For years, a mysterious ancient "scissor-toothed" shark puzzled scientists with its odd-shaped jaw, causing many to wonder just how the "weird" creature's chompers worked.
So, a group of researchers from Idaho State University began to tirelessly work to recreate the mouth of the shark — known as the Edestus, which went extinct 330 million years ago — to better understand how the fish captured and consumed its prey.
“The Edestus is a little bit older in time than the buzzsaw shark, but they are part of a bigger family of weird, ancient sharks that all have tooth blades on a spiral in the middle of their mouth,” Leif Tapanila, Idaho State University geosciences professor and director of the Idaho Museum of Natural History, explained in a recent news release. “Edestus, instead of having the full spiral, has a blade in the upper jaw and a blade in the lower jaw.”
The unique curve of the shark's teeth allowed the shark to easily slice open its prey.

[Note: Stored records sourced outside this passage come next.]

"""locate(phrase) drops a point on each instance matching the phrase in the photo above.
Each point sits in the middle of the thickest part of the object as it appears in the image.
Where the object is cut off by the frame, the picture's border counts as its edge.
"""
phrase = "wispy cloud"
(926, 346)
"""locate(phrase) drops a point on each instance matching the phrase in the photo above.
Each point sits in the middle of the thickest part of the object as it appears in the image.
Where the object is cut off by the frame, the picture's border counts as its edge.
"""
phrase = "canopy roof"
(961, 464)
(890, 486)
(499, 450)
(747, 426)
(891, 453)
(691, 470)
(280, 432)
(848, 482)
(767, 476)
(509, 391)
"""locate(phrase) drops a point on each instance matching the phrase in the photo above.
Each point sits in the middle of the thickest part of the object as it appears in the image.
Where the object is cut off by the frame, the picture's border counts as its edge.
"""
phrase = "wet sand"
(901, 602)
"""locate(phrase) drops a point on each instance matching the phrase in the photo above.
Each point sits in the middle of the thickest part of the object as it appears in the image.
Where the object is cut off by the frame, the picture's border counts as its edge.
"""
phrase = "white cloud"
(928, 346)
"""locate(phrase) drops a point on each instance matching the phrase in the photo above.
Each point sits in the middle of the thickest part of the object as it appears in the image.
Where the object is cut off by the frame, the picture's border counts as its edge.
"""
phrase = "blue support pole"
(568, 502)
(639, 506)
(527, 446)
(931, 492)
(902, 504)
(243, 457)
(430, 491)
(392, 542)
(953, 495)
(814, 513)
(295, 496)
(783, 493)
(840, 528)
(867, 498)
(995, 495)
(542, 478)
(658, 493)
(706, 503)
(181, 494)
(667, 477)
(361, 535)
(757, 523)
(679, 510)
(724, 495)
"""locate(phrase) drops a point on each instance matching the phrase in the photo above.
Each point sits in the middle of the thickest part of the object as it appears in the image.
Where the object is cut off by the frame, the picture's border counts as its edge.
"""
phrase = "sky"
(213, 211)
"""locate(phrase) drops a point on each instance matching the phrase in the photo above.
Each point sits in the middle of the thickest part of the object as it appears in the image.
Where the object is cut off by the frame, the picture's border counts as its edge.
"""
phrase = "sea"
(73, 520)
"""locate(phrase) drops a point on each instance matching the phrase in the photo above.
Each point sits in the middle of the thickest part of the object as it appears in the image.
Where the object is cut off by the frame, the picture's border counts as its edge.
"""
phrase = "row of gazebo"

“[The shark would use its jaws to] chop the ‘scissors’ down toward each other, stop just short, and pull back to slice the meat across," the researchers explained.
The Idaho researchers published their findings in The Anatomical Record, describing for the first time in detail how the Edestus developed its bite. The reconstructed jaw of the shark reveals how the shark "grasped, sliced and pulled prey" into its throat.
“It has a really interesting jaw mechanism that is totally unique to sharks, so it is fun to solve that kind of mystery and share that with the world,” Tapanila said.
“Edestus, instead of having the full spiral, has a blade in the upper jaw and a blade in the lower jaw.”
Working alongside the Idaho Virtualization Laboratory in the Idaho Museum of Natural History, Tapanila said a group of scientists were able to reconstruct the Edestus' entire jaw which is rare.
“We found a skull of Edestus that was collected over 50 years ago and waiting to be rediscovered at the Field Museum in Chicago,” Tapanila explained. “That’s where this animal is housed, and we did the same kind of tricks, digitizing it and putting the puzzle pieces back together to construct the skull for the first time.”
According to Idaho State University, this is the first time ever the skull of the "scissor" shark has been put together.
“And just like other sharks, we find fossil teeth all the time, but finding a complete skull is ultra-rare,” Tapanila said. “It turned out the Field Museum had one. We found out about it and started working on it.”
Other prehistoric sharks, like the “buzzsaw shark” Helicoprion, used to be compared to the Edestus. But after studying the Edestus' bite more closely, the researchers can confidently say the shark was completely different in how it fed.
“So far as I know, this is a unique type of feeding,” Humboldt State University paleontologist Allison Bronson told Smithsonian Magazine.
“The jaw of Edestus seems to be primarily developed to quickly and fatally amputate its prey, snapping them in half, and presumably picking up the falling pieces after the victim was subdued,” Tapanila reiterated to the magazine, adding that they found "decapitated and de-finned fish chunks" in deposits that confirm their knowledge of the Edestus.